Certes, nous le savions déjà…
Mais ils sont encore à la prison de Salé dans des conditions très
difficiles: mon mari n’a pas de lit, il souffre du froid, du manque
d’hygiène car la douche n’est permise qu’une fois par semaine et il y a
beaucoup de cafards. Sans parler de tout ce qu’engendre la vie en
prison… Quant à nous en tant qu’épouse, notre vie est mise entre
parenthèse et nous avons beaucoup à gérer, en plus de l’incertitude sur
l’avenir qui nous ait réservé.
Nous avons fait le choix de ne pas
interpeller tout-de-suite les médias, principalement pour notre sécurité
au Maroc et aussi, car on espère encore que les autorités marocaines
reconnaissent leur erreur. Il faut aussi dire qu’il est difficile de
faire confiance à des journalistes au vue du manque de scrupule qu’ils
ont eu en se contentant à l’unanimité, de diffuser un communiqué du
ministère sans aucune vérification.

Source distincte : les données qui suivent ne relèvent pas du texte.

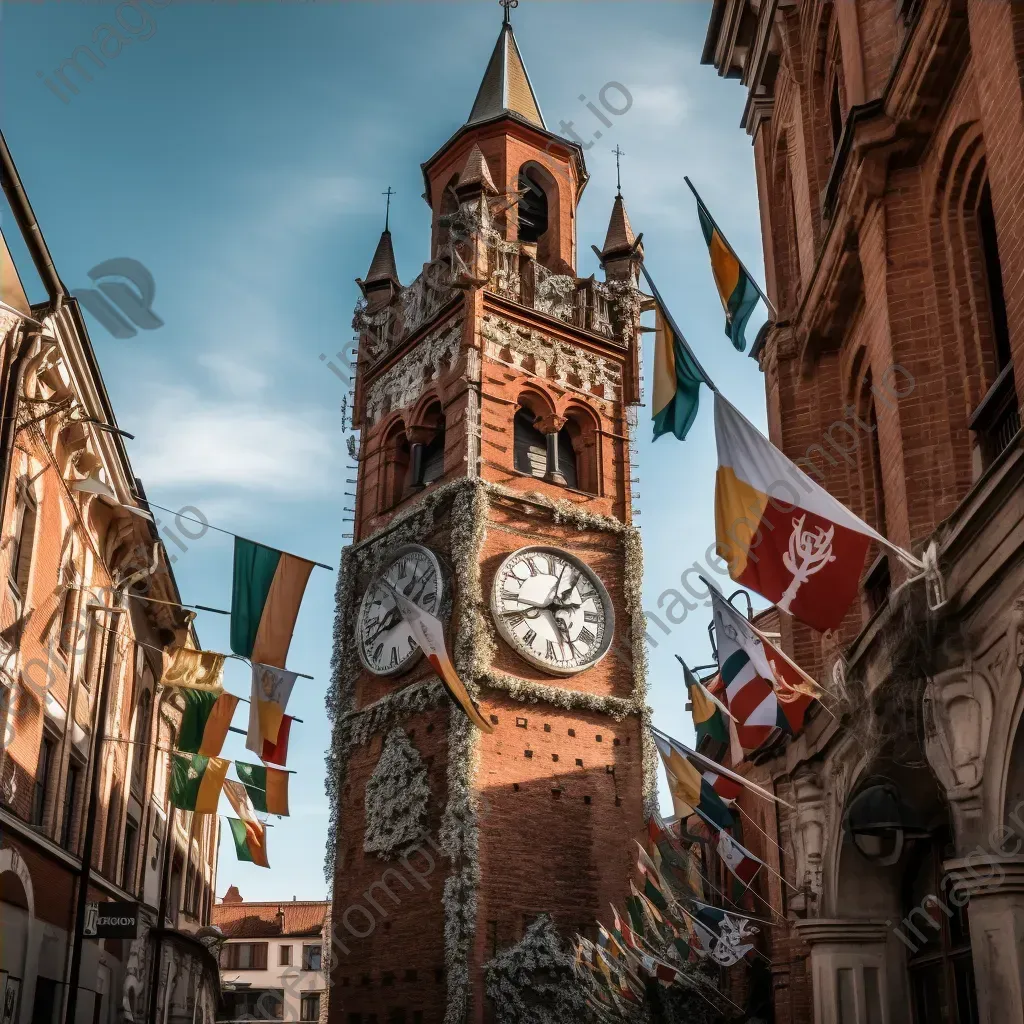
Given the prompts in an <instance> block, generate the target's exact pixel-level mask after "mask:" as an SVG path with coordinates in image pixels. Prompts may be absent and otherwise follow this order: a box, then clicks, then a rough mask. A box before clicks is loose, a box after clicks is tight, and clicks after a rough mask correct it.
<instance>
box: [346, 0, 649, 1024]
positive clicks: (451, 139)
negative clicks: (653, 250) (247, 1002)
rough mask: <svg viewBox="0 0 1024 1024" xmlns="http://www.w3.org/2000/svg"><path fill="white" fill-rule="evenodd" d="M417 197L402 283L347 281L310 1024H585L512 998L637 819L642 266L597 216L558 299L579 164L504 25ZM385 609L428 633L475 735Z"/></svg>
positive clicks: (611, 211) (594, 909)
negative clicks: (639, 411) (333, 600)
mask: <svg viewBox="0 0 1024 1024" xmlns="http://www.w3.org/2000/svg"><path fill="white" fill-rule="evenodd" d="M423 178H424V185H425V193H424V199H425V200H426V202H427V203H428V204H429V206H430V208H431V211H432V221H431V248H430V253H431V259H430V261H429V262H428V263H427V264H425V265H424V266H423V268H422V271H421V272H420V273H419V274H418V275H417V276H416V278H415V279H414V280H413V281H412V282H411V283H410V284H408V285H403V284H402V283H401V280H400V278H399V272H398V268H397V265H396V262H395V257H394V251H393V247H392V240H391V233H390V230H389V229H385V231H384V233H383V234H382V237H381V240H380V243H379V244H378V246H377V250H376V252H375V254H374V256H373V259H372V261H371V264H370V269H369V271H368V273H367V275H366V278H365V279H364V280H360V281H359V282H358V285H359V288H360V290H361V292H362V298H361V300H360V302H359V303H358V305H357V307H356V311H355V319H354V327H355V330H356V331H357V333H358V364H357V373H356V382H355V390H354V395H353V400H352V424H353V427H354V428H356V429H358V431H359V444H358V446H357V450H356V449H353V450H352V454H353V455H354V457H355V461H356V466H357V472H356V475H355V481H356V489H355V506H354V527H353V542H352V544H351V545H350V546H349V547H347V548H346V549H345V551H344V553H343V560H342V569H341V573H340V575H339V583H338V594H337V601H338V605H337V616H336V633H335V658H334V678H333V683H332V690H331V693H330V696H329V699H328V710H329V713H330V715H331V717H332V719H333V722H334V735H333V741H332V750H331V753H330V755H329V759H328V793H329V797H330V799H331V802H332V808H333V813H332V825H331V837H330V840H329V869H330V871H331V873H332V879H333V885H334V895H333V901H334V903H333V914H332V927H333V948H332V951H331V980H332V988H331V993H330V1002H329V1006H330V1020H331V1024H369V1022H371V1021H373V1022H377V1024H387V1022H398V1021H401V1022H404V1024H416V1022H424V1024H439V1022H441V1021H443V1022H445V1024H464V1022H475V1024H482V1022H487V1021H496V1022H504V1021H514V1020H516V1019H517V1017H516V1016H515V1015H514V1007H515V1005H516V1000H517V999H522V1000H523V1002H525V1004H526V1005H529V1004H530V1002H531V1001H532V1000H535V999H538V998H543V999H544V1000H545V1002H546V1005H548V1004H550V1002H551V1000H552V999H554V1000H555V1004H554V1005H553V1012H555V1013H556V1014H560V1016H558V1019H559V1020H565V1021H570V1020H574V1019H578V1018H579V1019H584V1018H583V1017H582V1015H581V1014H580V1009H579V1008H580V997H579V994H578V992H574V991H572V988H573V986H572V985H571V984H568V983H566V984H564V985H558V986H557V989H558V995H557V996H553V995H551V994H548V995H541V994H539V993H540V988H535V987H534V986H535V980H536V982H537V985H538V986H541V985H543V984H544V983H545V979H544V978H537V979H531V976H530V973H529V963H530V962H529V961H528V957H527V956H526V955H525V953H526V951H527V946H528V945H529V944H530V943H532V944H534V945H535V946H536V945H537V944H538V943H540V944H547V945H548V946H550V947H551V949H552V955H553V956H554V957H555V961H554V962H553V963H556V964H557V963H561V964H562V967H561V968H559V969H558V970H562V971H564V962H560V961H558V956H559V953H558V949H559V947H560V948H561V950H562V954H564V952H565V951H567V950H568V949H569V948H570V942H571V938H572V936H573V935H574V933H577V932H582V933H585V934H588V935H591V936H592V935H593V934H594V931H595V922H596V921H597V920H598V919H600V920H602V921H605V920H606V919H607V918H608V915H609V910H608V904H609V902H612V901H614V902H615V903H617V904H620V905H622V904H623V902H624V900H625V897H626V896H628V895H629V880H630V877H631V869H632V866H633V865H634V864H635V861H636V846H635V844H634V839H636V838H640V836H641V835H642V833H643V827H644V819H645V811H646V810H647V809H649V808H650V807H651V806H652V803H653V800H654V793H653V786H654V774H653V773H654V768H653V762H654V758H653V756H652V751H651V750H650V748H649V745H648V742H647V739H646V735H647V730H646V728H645V715H646V711H645V700H644V696H645V691H644V665H645V662H644V652H643V651H644V649H643V642H644V626H643V615H642V611H641V607H640V589H641V575H642V564H641V547H640V540H639V535H638V532H637V531H636V529H635V527H634V526H633V524H632V500H631V492H630V436H631V430H632V426H633V424H634V423H635V415H634V414H635V407H636V406H637V404H638V402H639V400H640V392H639V352H640V335H639V317H640V312H641V308H642V304H643V302H644V297H643V296H642V295H641V293H640V292H639V291H638V288H637V280H638V270H639V261H640V260H641V259H642V249H641V247H640V245H639V240H638V239H637V238H636V237H635V236H634V232H633V229H632V227H631V225H630V221H629V218H628V216H627V212H626V206H625V203H624V200H623V197H622V195H618V196H617V197H615V199H614V201H613V205H612V211H611V218H610V223H609V226H608V230H607V234H606V238H605V241H604V245H603V247H602V248H601V249H600V250H599V253H600V258H601V267H602V270H601V273H600V275H599V276H594V275H592V276H587V278H583V276H580V275H579V273H578V270H577V255H578V238H577V234H578V225H577V207H578V204H579V201H580V198H581V195H582V193H583V190H584V187H585V186H586V184H587V180H588V174H587V168H586V165H585V162H584V154H583V150H582V147H581V145H580V144H579V143H578V142H574V141H569V140H567V139H565V138H562V137H560V136H559V135H557V134H555V133H554V132H552V131H551V130H550V129H549V128H548V126H547V124H546V122H545V120H544V116H543V114H542V113H541V106H540V103H539V101H538V97H537V95H536V93H535V91H534V88H532V85H531V84H530V80H529V77H528V75H527V73H526V69H525V66H524V63H523V59H522V56H521V54H520V51H519V47H518V45H517V42H516V39H515V36H514V34H513V31H512V26H511V24H510V22H509V18H508V14H507V11H506V19H505V23H504V24H503V26H502V29H501V33H500V36H499V39H498V43H497V45H496V46H495V49H494V52H493V53H492V55H490V57H489V60H488V62H487V66H486V70H485V73H484V76H483V81H482V84H481V85H480V88H479V91H478V92H477V95H476V98H475V100H474V101H473V104H472V109H471V111H470V115H469V118H468V120H467V122H466V124H465V125H463V127H462V128H460V129H459V130H458V131H457V132H456V133H455V135H453V136H452V138H450V139H449V140H447V141H446V142H445V143H444V144H443V145H442V146H441V147H440V148H439V150H438V151H437V152H436V153H435V154H434V155H433V156H432V157H430V159H429V160H427V161H426V163H425V164H424V165H423ZM595 248H596V247H595ZM396 592H400V593H403V594H404V596H406V597H407V598H409V599H410V600H412V601H414V602H415V603H417V604H418V605H420V607H422V608H423V609H424V610H425V611H428V612H429V613H430V614H432V615H434V616H436V617H437V618H438V620H440V622H441V623H442V625H443V628H444V635H445V641H446V647H447V652H449V654H450V655H451V657H452V660H453V663H454V665H455V668H456V670H457V672H458V674H459V676H460V678H461V679H462V681H463V682H464V683H465V684H466V687H467V688H468V690H469V691H470V692H471V693H472V695H473V697H474V699H475V701H476V703H477V707H478V709H479V713H480V716H482V721H483V723H484V724H486V725H487V726H488V728H489V729H490V731H489V732H485V731H483V729H480V728H478V727H477V726H476V725H474V724H472V723H471V722H470V720H469V718H467V716H466V714H465V713H464V711H463V710H462V708H461V707H460V706H459V705H458V703H457V702H455V701H454V700H453V699H452V698H451V697H450V696H449V693H447V691H446V690H445V688H444V687H443V686H442V685H441V683H440V681H439V680H438V679H437V677H436V676H435V674H434V672H433V670H432V668H431V664H430V663H429V662H428V660H427V659H426V658H424V657H422V656H420V652H419V651H418V649H417V645H416V641H415V639H414V637H413V636H412V634H411V632H410V630H409V627H408V623H406V622H404V621H403V620H402V617H401V615H400V613H399V609H398V608H397V607H396V605H395V602H394V599H393V597H392V595H393V594H394V593H396ZM545 915H547V916H545ZM549 919H550V921H549ZM520 952H521V953H523V955H522V956H520V955H519V953H520ZM524 965H525V966H524ZM556 974H557V971H556ZM566 977H567V972H566ZM510 993H514V994H510ZM559 998H561V999H564V1000H565V1002H564V1006H561V1007H560V1006H559V1005H557V1000H558V999H559Z"/></svg>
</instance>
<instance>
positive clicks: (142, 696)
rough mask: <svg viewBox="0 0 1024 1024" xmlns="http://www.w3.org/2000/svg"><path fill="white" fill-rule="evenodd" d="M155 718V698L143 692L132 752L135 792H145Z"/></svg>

Un journal papier est même allé
jusqu’à publier la photo de nos époux, photo obtenue très certainement à
la police judiciaire de Casablanca. On a su cela par une voisine, donc
on peut estimer être passé à côté d’autres calomnies…
C’est seulement
dans le cas où nos maris seraient condamnés que nous ferons une
communication à grande échelle, en publiant notamment le procès-verbal
qu’il a signé. Il s’est battu pour que celui-ci soit modifié à plusieurs
reprises car les policiers cherchaient à tordre le moindre de ses
propos et à lui faire avouer ce qu’il n’a jamais eu l’intention de
commettre. Mon mari a, contrairement à d’autres français arrêtés, étudié
l’arabe littéraire ce qui lui a permis de comprendre en partie le
procès-verbal. Dieu merci, il n’a donc signé aucun aveu sur les
accusations qui lui sont portées.
C’est une grande épreuve que
d’être séparée de mon époux mais nous avons une grande confiance
mutuelle. Il m’a aussi fallu accepter que les mots « arrestation »,
« prison », « juge », « police » me deviendraient familiers alors même
que je n’avais jamais rien eu avoir avec cela. Plus que comprendre
l’injustice, je la vis directement et je sais aujourd’hui que tous ceux
qui sont en prison ne sont pas tous coupables…
Certes, il y a une
psychose ambiante sur le terrorisme ce qui rend difficilement audible la
cause de mon mari et ce qu’il subit en ce moment même. La peur empêche
le raisonnement et bon nombre de personnes n’arrive plus à voir clair et
à faire la part des choses. Pourtant, mon mari est un homme si gentil,
qui ne veut du mal à personne…
J’ai choisi d’écrire ce bref
témoignage pour partager ce que je vis en ces temps troublés. Je me sens
prise entre le marteau et l’enclume, comme si deux injustices se
répondaient, celle de partisans de daesh qui, sous couvert d’être au
service de Dieu, propagent la division et la barbarie et celle commise
par un arsenal politico-juridique commettant impunément des violations
évidentes aux droits les plus fondamentaux. Aujourd’hui plus qu’hier, il
devient urgent pour chacun de se désavouer de toute violence et de tout
obscurantisme d’où qu’ils viennent… Tirer sur la corde de la peur
maintenue sous le couvercle de l’ignorance ou chercher un ennemi hors de
soi-même est une voie vite empruntée et suivie par l’être humain, mais
elle ne donne jamais de bons résultats. N’oublions pas ce que l’histoire
nous a appris et en attendant, prions pour que ce monde devienne
meilleur.
Vous pouvez me joindre sur cette boîte mail : enquetencoursfnb@yahoo.com ou Nadia Dbs sur facebook. Merci de votre soutien.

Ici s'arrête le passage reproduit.